When aftershocks subside in the coming weeks, Haiti’s prospects of another earthquake will plummet, while areas west along the same fault line will see increased seismic pressure, said Stuart Sipkin, a seismologist at the US Geological Survey in Golden, Colorado. It could take decades or a century for the pressure to rupture on the western edge of the fault in Jamaica.
A similar quake flattened the Haitian capital of Port-au- Prince 240 years ago, so long ago that most residents were unaware they were at risk, said Roger Musson, who advises engineers on regional dangers for the British Geological Survey. The 1770 upheaval was part of a string of westward-moving temblors that culminated in Jamaica in 1907, he said.
“In Haiti, there’s not been earthquakes in living memory; now it’s likely that the stress will be increased on the next segment along,” Musson, the agency’s head of seismic hazard, said in a telephone interview. However, he added, “You are constantly surprised by earthquakes doing things that they’re not supposed to do.”
Haiti lies near the eastern end of a fault line between the North American and Caribbean tectonic plates -- massive subterranean sections of the earth’s crust that move at about the speed that human fingernails grow, Sipkin said.
When the two passing tectonic plates get stuck together, pressure builds until it is relieved through a violent movement of earth, Sipkin said.
It probably took about 20 to 30 seconds for the fault to break, said Kate Hutton, a seismologist at the Seismological Laboratory at the California Institute of Technology in Pasadena.
“People probably felt it for longer,” Hutton said today in a telephone interview. “People’s perception of time slows down when they get really stressed.”
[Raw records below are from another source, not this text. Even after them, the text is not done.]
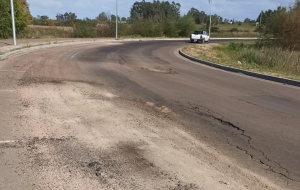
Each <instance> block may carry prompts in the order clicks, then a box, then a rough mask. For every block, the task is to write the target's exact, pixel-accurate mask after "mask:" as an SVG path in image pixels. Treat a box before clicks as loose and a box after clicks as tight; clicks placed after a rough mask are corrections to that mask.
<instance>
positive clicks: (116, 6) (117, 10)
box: [116, 0, 118, 40]
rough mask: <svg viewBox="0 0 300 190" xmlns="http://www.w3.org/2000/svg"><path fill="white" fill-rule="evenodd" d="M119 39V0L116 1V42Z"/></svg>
mask: <svg viewBox="0 0 300 190" xmlns="http://www.w3.org/2000/svg"><path fill="white" fill-rule="evenodd" d="M117 39H118V0H116V40H117Z"/></svg>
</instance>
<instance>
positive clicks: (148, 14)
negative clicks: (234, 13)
mask: <svg viewBox="0 0 300 190" xmlns="http://www.w3.org/2000/svg"><path fill="white" fill-rule="evenodd" d="M14 6H15V18H16V29H17V34H18V35H20V34H22V33H24V32H26V31H27V30H26V29H27V28H26V26H27V25H32V24H33V25H42V26H63V27H72V28H73V30H72V31H73V33H72V35H71V36H68V37H114V35H115V24H116V23H115V22H116V15H113V14H110V13H105V12H102V13H100V14H99V15H98V16H97V17H96V18H94V19H90V18H84V19H78V18H77V15H76V14H75V13H72V12H66V13H62V14H57V15H56V19H50V18H49V17H48V16H46V15H42V16H37V17H34V18H33V17H32V16H31V14H30V11H29V5H28V3H27V2H26V0H14ZM180 10H181V5H180V4H179V3H176V2H174V1H173V2H169V1H158V0H154V1H153V2H146V1H145V0H143V1H140V2H138V1H137V2H135V3H134V4H133V5H132V7H131V9H130V16H129V17H128V18H125V17H118V18H117V20H118V22H119V34H120V36H140V37H158V36H166V37H186V36H188V35H189V34H190V33H191V32H192V31H193V30H195V29H203V30H208V26H209V20H210V18H209V15H207V14H206V13H205V12H204V11H200V10H198V9H196V8H194V7H192V8H191V9H190V10H189V11H188V13H187V14H186V15H183V16H182V15H180ZM299 15H300V13H299V0H295V4H294V6H291V7H289V8H286V7H278V9H276V10H267V11H263V12H262V13H261V14H259V15H258V18H257V20H251V19H249V18H246V19H245V20H244V23H247V24H252V25H256V22H260V23H261V25H260V26H259V27H258V30H257V31H258V32H260V34H261V36H262V37H263V38H264V39H274V38H276V39H278V40H273V41H272V40H265V42H268V43H271V42H277V44H281V45H282V46H284V47H288V46H290V47H293V48H298V45H297V43H298V44H299V40H298V38H299V35H298V33H297V31H299V28H300V27H299V23H300V22H299V18H300V17H299ZM229 22H230V23H234V22H235V21H234V19H232V20H229V19H226V18H223V17H222V16H220V15H216V14H215V15H212V32H219V28H218V26H219V25H220V24H224V23H229ZM238 23H239V24H241V22H238ZM11 28H12V27H11V12H10V2H9V0H0V38H9V37H10V36H11V33H12V32H11V30H12V29H11ZM295 31H296V32H295Z"/></svg>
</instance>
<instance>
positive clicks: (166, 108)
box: [146, 102, 172, 114]
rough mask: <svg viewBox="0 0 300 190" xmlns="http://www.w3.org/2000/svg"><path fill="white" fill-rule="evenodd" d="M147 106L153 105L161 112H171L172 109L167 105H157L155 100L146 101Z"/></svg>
mask: <svg viewBox="0 0 300 190" xmlns="http://www.w3.org/2000/svg"><path fill="white" fill-rule="evenodd" d="M146 106H148V107H152V108H154V109H155V110H157V111H159V112H161V113H166V114H167V113H171V112H172V110H171V109H170V108H168V107H166V106H156V105H155V104H154V103H153V102H146Z"/></svg>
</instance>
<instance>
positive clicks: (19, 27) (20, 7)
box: [0, 0, 30, 38]
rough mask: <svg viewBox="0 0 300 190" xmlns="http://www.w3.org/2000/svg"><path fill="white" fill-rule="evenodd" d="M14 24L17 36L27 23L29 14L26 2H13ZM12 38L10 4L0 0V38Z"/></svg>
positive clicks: (2, 0)
mask: <svg viewBox="0 0 300 190" xmlns="http://www.w3.org/2000/svg"><path fill="white" fill-rule="evenodd" d="M14 11H15V13H14V14H15V23H16V32H17V34H19V33H21V32H23V31H24V30H25V28H26V26H27V24H28V23H29V17H30V12H29V8H28V4H27V3H26V0H14ZM11 36H12V25H11V10H10V2H9V1H7V0H0V38H9V37H11Z"/></svg>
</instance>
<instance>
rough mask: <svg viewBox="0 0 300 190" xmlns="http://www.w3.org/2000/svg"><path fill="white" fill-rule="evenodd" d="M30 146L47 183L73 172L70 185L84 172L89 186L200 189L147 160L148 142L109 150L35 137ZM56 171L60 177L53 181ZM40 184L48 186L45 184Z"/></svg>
mask: <svg viewBox="0 0 300 190" xmlns="http://www.w3.org/2000/svg"><path fill="white" fill-rule="evenodd" d="M27 146H28V148H29V150H30V151H29V152H30V154H29V157H30V162H31V167H32V168H33V169H34V170H36V171H39V173H40V174H39V176H36V177H38V178H42V179H43V180H42V181H44V182H45V181H48V183H47V185H48V184H49V183H54V185H57V184H60V183H62V181H60V180H59V179H62V177H63V176H64V178H66V176H69V177H67V179H70V180H71V182H70V183H69V185H68V186H67V187H72V186H71V184H72V181H74V179H72V178H74V176H80V179H77V180H79V181H81V182H80V183H83V184H81V187H84V188H85V189H99V188H100V187H101V188H100V189H102V188H103V189H136V190H139V189H149V190H150V189H170V190H181V189H188V190H194V189H199V188H197V187H196V185H190V184H187V183H184V182H181V181H180V180H178V179H177V177H176V176H172V175H170V174H168V173H167V172H165V171H162V170H161V169H160V168H158V167H157V166H155V165H154V163H152V162H151V161H149V160H147V158H146V157H145V156H144V151H145V150H144V149H143V147H144V146H146V144H145V143H141V142H133V141H132V142H130V141H128V142H119V143H118V144H116V146H113V147H111V148H109V149H107V150H106V149H94V148H91V147H89V146H87V145H86V144H84V143H82V142H80V141H78V140H77V139H74V138H61V139H54V138H34V139H32V140H30V141H29V143H27ZM54 173H55V175H56V180H55V181H52V180H53V179H52V178H51V177H53V176H52V175H53V174H54ZM57 179H58V180H57ZM65 180H66V179H65ZM83 181H89V183H90V184H88V185H87V184H84V182H83ZM83 185H84V186H83ZM39 186H40V187H45V184H39ZM51 187H52V186H51Z"/></svg>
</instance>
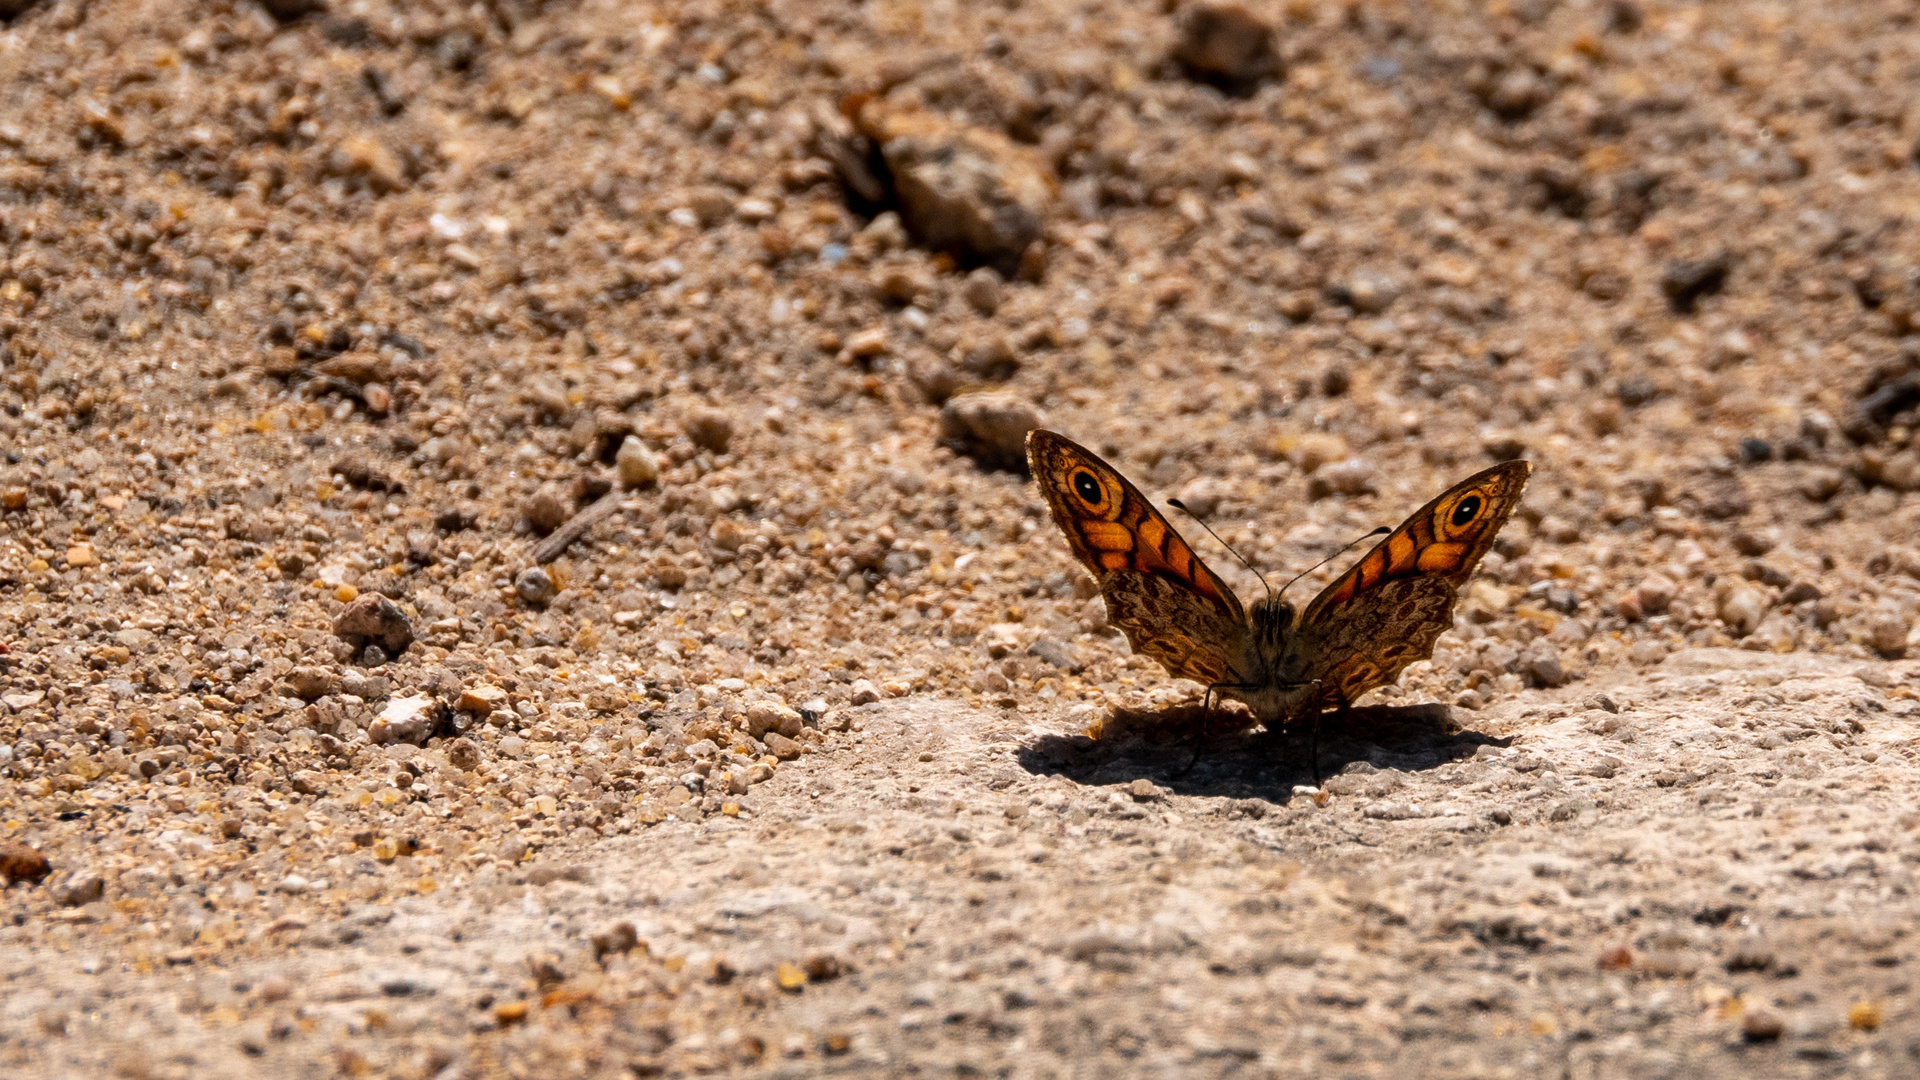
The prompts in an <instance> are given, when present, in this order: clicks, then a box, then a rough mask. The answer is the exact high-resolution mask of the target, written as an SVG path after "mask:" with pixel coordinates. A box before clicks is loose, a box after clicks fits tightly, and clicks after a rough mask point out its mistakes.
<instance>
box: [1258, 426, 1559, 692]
mask: <svg viewBox="0 0 1920 1080" xmlns="http://www.w3.org/2000/svg"><path fill="white" fill-rule="evenodd" d="M1528 473H1532V467H1530V465H1528V463H1526V461H1507V463H1501V465H1494V467H1492V469H1486V471H1482V473H1475V475H1473V477H1467V479H1465V480H1461V482H1459V484H1453V486H1452V488H1448V490H1446V492H1442V494H1440V498H1436V500H1432V502H1430V503H1427V505H1423V507H1421V509H1417V511H1415V513H1413V515H1411V517H1407V521H1405V523H1402V525H1400V528H1396V530H1392V532H1390V534H1388V536H1386V538H1384V540H1380V542H1379V544H1377V546H1375V548H1373V550H1371V552H1367V553H1365V555H1363V557H1361V559H1359V561H1357V563H1354V567H1352V569H1348V571H1346V573H1344V575H1340V577H1338V578H1336V580H1334V582H1332V584H1329V586H1327V588H1325V590H1321V594H1319V596H1317V598H1313V603H1309V605H1308V609H1306V613H1304V615H1302V617H1300V626H1298V630H1296V638H1298V640H1296V648H1298V655H1302V657H1304V663H1302V667H1304V678H1308V680H1319V682H1321V700H1323V703H1342V701H1352V700H1356V698H1359V696H1361V694H1365V692H1367V690H1373V688H1377V686H1384V684H1388V682H1392V680H1394V678H1398V676H1400V673H1402V671H1404V669H1405V667H1407V665H1411V663H1415V661H1421V659H1427V657H1430V655H1432V648H1434V642H1436V640H1438V638H1440V634H1442V632H1446V630H1448V628H1452V625H1453V601H1455V600H1457V598H1459V588H1461V586H1463V584H1465V582H1467V578H1469V577H1473V569H1475V567H1476V565H1478V563H1480V559H1482V557H1484V555H1486V552H1488V550H1492V546H1494V536H1498V534H1500V528H1501V527H1503V525H1505V523H1507V519H1509V517H1511V515H1513V509H1515V507H1517V505H1519V503H1521V492H1524V490H1526V477H1528Z"/></svg>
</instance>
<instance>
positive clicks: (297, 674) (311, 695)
mask: <svg viewBox="0 0 1920 1080" xmlns="http://www.w3.org/2000/svg"><path fill="white" fill-rule="evenodd" d="M286 684H288V686H290V688H292V690H294V696H296V698H300V700H301V701H315V700H319V698H324V696H328V694H332V692H334V690H338V688H340V678H338V676H336V675H334V673H330V671H326V669H324V667H296V669H294V671H290V673H288V675H286Z"/></svg>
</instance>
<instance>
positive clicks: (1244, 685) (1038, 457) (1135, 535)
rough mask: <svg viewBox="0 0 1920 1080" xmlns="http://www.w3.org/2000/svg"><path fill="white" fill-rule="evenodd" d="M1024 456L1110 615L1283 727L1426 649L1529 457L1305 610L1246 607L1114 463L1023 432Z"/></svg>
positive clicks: (1313, 713) (1281, 606)
mask: <svg viewBox="0 0 1920 1080" xmlns="http://www.w3.org/2000/svg"><path fill="white" fill-rule="evenodd" d="M1027 459H1029V465H1031V467H1033V477H1035V480H1037V482H1039V486H1041V494H1043V496H1044V498H1046V503H1048V509H1050V511H1052V515H1054V523H1056V525H1060V530H1062V532H1064V534H1066V538H1068V544H1069V546H1071V548H1073V553H1075V555H1077V557H1079V559H1081V563H1083V565H1085V567H1087V569H1089V571H1091V573H1092V575H1094V578H1096V580H1098V584H1100V594H1102V596H1104V598H1106V605H1108V621H1110V623H1112V625H1116V626H1119V630H1121V632H1123V634H1127V640H1129V642H1131V644H1133V650H1135V651H1137V653H1142V655H1148V657H1154V659H1156V661H1160V665H1162V667H1165V669H1167V673H1169V675H1173V676H1177V678H1192V680H1196V682H1202V684H1206V686H1208V688H1210V690H1212V692H1217V694H1221V696H1227V698H1235V700H1240V701H1244V703H1246V705H1248V709H1250V711H1252V721H1254V723H1260V724H1265V726H1267V728H1275V730H1279V728H1290V726H1294V724H1296V723H1300V721H1304V719H1309V717H1317V715H1319V713H1321V711H1325V709H1338V707H1346V705H1350V703H1352V701H1354V700H1357V698H1359V696H1361V694H1365V692H1369V690H1375V688H1379V686H1384V684H1388V682H1392V680H1396V678H1400V673H1402V671H1405V667H1407V665H1411V663H1415V661H1419V659H1427V657H1430V655H1432V648H1434V640H1438V636H1440V634H1442V632H1444V630H1448V628H1450V626H1452V625H1453V601H1455V598H1457V596H1459V588H1461V586H1463V584H1465V582H1467V578H1469V577H1471V575H1473V569H1475V565H1478V561H1480V557H1482V555H1486V552H1488V550H1490V548H1492V544H1494V536H1496V534H1498V532H1500V527H1501V525H1505V523H1507V517H1509V515H1511V513H1513V509H1515V507H1517V505H1519V500H1521V492H1523V490H1524V488H1526V477H1528V473H1530V467H1528V463H1526V461H1507V463H1501V465H1494V467H1492V469H1486V471H1482V473H1476V475H1473V477H1469V479H1465V480H1461V482H1459V484H1455V486H1453V488H1448V490H1446V492H1444V494H1440V498H1436V500H1432V502H1430V503H1427V505H1425V507H1421V509H1419V511H1415V513H1413V517H1409V519H1407V521H1405V523H1404V525H1402V527H1400V528H1396V530H1392V532H1390V534H1388V536H1386V538H1384V540H1380V544H1377V546H1375V548H1373V550H1371V552H1367V553H1365V555H1363V557H1361V559H1359V561H1357V563H1354V567H1352V569H1348V571H1346V573H1344V575H1340V577H1338V578H1336V580H1334V582H1332V584H1329V586H1327V588H1325V590H1323V592H1321V594H1319V596H1317V598H1315V600H1313V601H1311V603H1309V605H1308V607H1306V609H1304V611H1298V613H1296V611H1294V607H1292V605H1290V603H1286V601H1284V600H1281V598H1279V596H1265V598H1261V600H1260V601H1256V603H1254V605H1252V609H1246V607H1242V605H1240V600H1238V598H1236V596H1235V594H1233V590H1231V588H1229V586H1227V582H1223V580H1221V578H1219V575H1215V573H1213V571H1210V569H1208V567H1206V563H1202V561H1200V559H1198V555H1194V552H1192V548H1188V546H1187V542H1185V540H1183V538H1181V536H1179V532H1175V528H1173V525H1169V523H1167V519H1165V517H1162V515H1160V511H1156V509H1154V507H1152V503H1148V502H1146V498H1144V496H1142V494H1140V492H1139V488H1135V486H1133V484H1131V482H1127V479H1125V477H1121V475H1119V471H1116V469H1114V467H1112V465H1108V463H1106V461H1102V459H1100V457H1098V455H1094V454H1092V452H1091V450H1087V448H1083V446H1079V444H1075V442H1071V440H1069V438H1066V436H1062V434H1058V432H1050V430H1033V432H1029V434H1027Z"/></svg>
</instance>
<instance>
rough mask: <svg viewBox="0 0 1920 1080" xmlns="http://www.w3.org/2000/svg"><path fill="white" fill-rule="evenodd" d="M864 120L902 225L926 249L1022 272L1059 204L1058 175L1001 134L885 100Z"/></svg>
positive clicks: (1032, 155) (871, 111)
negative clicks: (916, 238)
mask: <svg viewBox="0 0 1920 1080" xmlns="http://www.w3.org/2000/svg"><path fill="white" fill-rule="evenodd" d="M856 119H858V127H860V133H862V135H866V136H868V138H872V140H874V142H876V144H879V154H881V160H883V161H885V163H887V169H889V171H891V173H893V188H895V194H897V196H899V200H900V219H902V221H904V223H906V229H908V231H910V233H912V234H914V236H916V238H918V240H920V242H922V244H925V246H929V248H937V250H945V252H952V254H956V256H960V258H964V259H973V261H985V263H989V265H993V267H995V269H998V271H1000V273H1002V275H1008V277H1012V275H1016V273H1020V269H1021V256H1025V252H1027V248H1029V246H1033V244H1035V242H1037V240H1041V233H1043V231H1044V229H1046V219H1048V213H1050V209H1052V200H1054V177H1052V171H1050V169H1048V167H1046V165H1044V161H1043V160H1041V158H1039V154H1035V152H1033V150H1031V148H1027V146H1021V144H1018V142H1014V140H1010V138H1006V136H1004V135H1000V133H996V131H987V129H979V127H966V125H956V123H952V121H947V119H941V117H937V115H933V113H924V111H916V110H897V108H889V106H885V104H883V102H866V104H864V106H862V108H860V111H858V117H856Z"/></svg>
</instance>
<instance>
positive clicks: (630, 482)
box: [614, 434, 660, 488]
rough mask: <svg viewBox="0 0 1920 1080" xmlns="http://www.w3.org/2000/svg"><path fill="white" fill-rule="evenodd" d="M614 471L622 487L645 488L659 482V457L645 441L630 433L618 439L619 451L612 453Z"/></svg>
mask: <svg viewBox="0 0 1920 1080" xmlns="http://www.w3.org/2000/svg"><path fill="white" fill-rule="evenodd" d="M614 471H616V473H618V477H620V486H622V488H645V486H651V484H655V482H659V479H660V459H659V457H657V455H655V454H653V450H649V448H647V444H645V442H641V440H637V438H634V436H632V434H630V436H626V438H624V440H620V452H618V454H614Z"/></svg>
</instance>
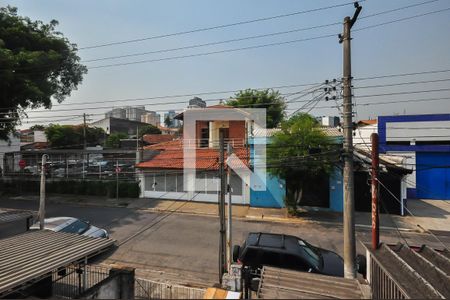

The Haiti earthquake was a “worst-case scenario,” a shallow rupture in the earth that ripped through a densely populated and poorly constructed city, said Pedro de Alba, professor of civil engineering at the University of New Hampshire in Durham. The depth of the rupture is important, because if it occurs deep in the earth, much of the energy is absorbed by rock, he said.
“A shallow earthquake is the worst possible kind,” de Alba said in a telephone interview today. “Pressure was building up for quite a long time.”
De Alba said the probability of a future quake west along the fault line has increased, “but to what extent we simply can’t predict.”